• Stars
    star
    154
  • Rank 242,095 (Top 5 %)
  • Language
    Java
  • License
    Apache License 2.0
  • Created about 9 years ago
  • Updated 4 months ago

Reviews

There are no reviews yet. Be the first to send feedback to the community and the maintainers!

Repository Details

High throughput data ingestion logger to Fluentd, AWS S3 and Treasure Data

Fluency

Maven Central Coverage Status

High throughput data ingestion logger to Fluentd and Fluent Bit (and AWS S3 and Treasure Data.)

This document is for version 2. If you're looking for a document for version 1, see this.

Ingestion to Fluentd

Features

Install

Gradle

dependencies {
    compile "org.komamitsu:fluency-core:${fluency.version}"
    compile "org.komamitsu:fluency-fluentd:${fluency.version}"
}

Maven

<dependency>
    <groupId>org.komamitsu</groupId>
    <artifactId>fluency-core</artifactId>
    <version>${fluency.version}</version>
</dependency>

<dependency>
    <groupId>org.komamitsu</groupId>
    <artifactId>fluency-fluentd</artifactId>
    <version>${fluency.version}</version>
</dependency>

Usage

Create Fluency instance

For single Fluentd
// Single Fluentd(localhost:24224 by default)
//   - TCP heartbeat (by default)
//   - Asynchronous flush (by default)
//   - Without ack response (by default)
//   - Flush attempt interval is 600ms (by default)
//   - Initial chunk buffer size is 1MB (by default)
//   - Threshold chunk buffer size to flush is 4MB (by default)
//   - Threshold chunk buffer retention time to flush is 1000 ms (by default)
//   - Max total buffer size is 512MB (by default)
//   - Use off heap memory for buffer pool (by default)
//   - Max retries of sending events is 8 (by default)
//   - Max wait until all buffers are flushed is 10 seconds (by default)
//   - Max wait until the flusher is terminated is 10 seconds (by default)
//   - Socket connection timeout is 5000 ms (by default)
//   - Socket read timeout is 5000 ms (by default)
Fluency fluency = new FluencyBuilderForFluentd().build();
For multiple Fluentd with failover
// Multiple Fluentd(localhost:24224, localhost:24225)
Fluency fluency = new FluencyBuilderForFluentd().build(
        Arrays.asList(
                new InetSocketAddress(24224),
                new InetSocketAddress(24225)));
Enable ACK response mode
// Single Fluentd(localhost:24224)
//   - With ack response
FluencyBuilderForFluentd builder = new FluencyBuilderForFluentd();
builder.setAckResponseMode(true);
Fluency fluency = builder.build();
Enable file backup mode

In this mode, Fluency takes backup of unsent memory buffers as files when closing and then resends them when restarting

// Single Fluentd(localhost:24224)
//   - Backup directory is the temporary directory
FluencyBuilderForFluentd builder = new FluencyBuilderForFluentd();
builder.setFileBackupDir(System.getProperty("java.io.tmpdir"));
Fluency fluency = builder.build();
Buffer configuration

Fluency has some parameters to configure a flush timing of buffer.

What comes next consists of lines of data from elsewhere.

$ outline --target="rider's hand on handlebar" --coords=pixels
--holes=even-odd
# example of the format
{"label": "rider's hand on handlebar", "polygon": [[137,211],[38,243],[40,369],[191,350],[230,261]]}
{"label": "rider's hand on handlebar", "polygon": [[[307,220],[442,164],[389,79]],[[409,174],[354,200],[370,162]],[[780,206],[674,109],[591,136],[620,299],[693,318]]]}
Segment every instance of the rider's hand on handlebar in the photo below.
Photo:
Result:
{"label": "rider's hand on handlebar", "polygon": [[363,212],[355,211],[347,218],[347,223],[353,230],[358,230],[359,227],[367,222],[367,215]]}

This diagram may help to understand it. buffer-flush

For high throughput data ingestion with high latency
// Single Fluentd(xxx.xxx.xxx.xxx:24224)
//   - Initial chunk buffer size is 16MB
//   - Threshold chunk buffer size to flush is 64MB
//     Keep this value (BufferRetentionSize) between `Initial chunk buffer size` and `Max total buffer size`
//   - Max total buffer size = 1024MB
FluencyBuilderForFluentd builder = new FluencyBuilderForFluentd();
builder.setBufferChunkInitialSize(16 * 1024 * 1024);
builder.setBufferChunkRetentionSize(64 * 1024 * 1024);
builder.setMaxBufferSize(1024 * 1024 * 1024L);
Fluency fluency = builder.build("xxx.xxx.xxx.xxx", 24224);
Socket configuration
// Single Fluentd(localhost:24224)
//   - Socket connection timeout is 15000 ms
//   - Socket read timeout is 10000 ms
FluencyBuilderForFluentd builder = new FluencyBuilderForFluentd();
builder.setConnectionTimeoutMilli(15000);
builder.setReadTimeoutMilli(10000);
Fluency fluency = builder.build();
Waits on close sequence
// Single Fluentd(localhost:24224)
//   - Max wait until all buffers are flushed is 30 seconds
//   - Max wait until the flusher is terminated is 40 seconds
FluencyBuilderForFluentd builder = new FluencyBuilderForFluentd();
builder.setWaitUntilBufferFlushed(30);
builder.setWaitUntilFlusherTerminated(40);
Fluency fluency = builder.build();
Register Jackson modules
// Single Fluentd(localhost:24224)
//   - SimpleModule that has FooSerializer is enabled
SimpleModule simpleModule = new SimpleModule();
simpleModule.addSerializer(Foo.class, new FooSerializer());
FluentdRecordFormatter.Config recordFormatterConfig =
	new FluentdRecordFormatter.Config();
recordFormatterConfig.setJacksonModules(
	Collections.singletonList(simpleModule));
FluencyBuilderForFluentd builder = new FluencyBuilder();
builder.setRecordFormatter(new FluentdRecordFormatter(recordFormatterConfig));

Fluency fluency = builder.build();
Set a custom error handler
FluencyBuilderForFluentd builder = new FluencyBuilderForFluentd();
builder.setErrorHandler(ex -> {
  // Send a notification
});
Fluency fluency = builder.build();

    :

// If flushing events to Fluentd fails and retried out, the error handler is called back.
fluency.emit("foo.bar", event);
Send requests over SSL/TLS
// Single Fluentd(localhost:24224)
//   - Enable SSL/TLS
FluencyBuilderForFluentd builder = new FluencyBuilderForFluentd();
builder.setSslEnabled(true);

// Or, provide your own SSLSocketFactory at runtime (replace with your own)
builder.setSslSocketFactory(SSLSocketFactory.getDefault())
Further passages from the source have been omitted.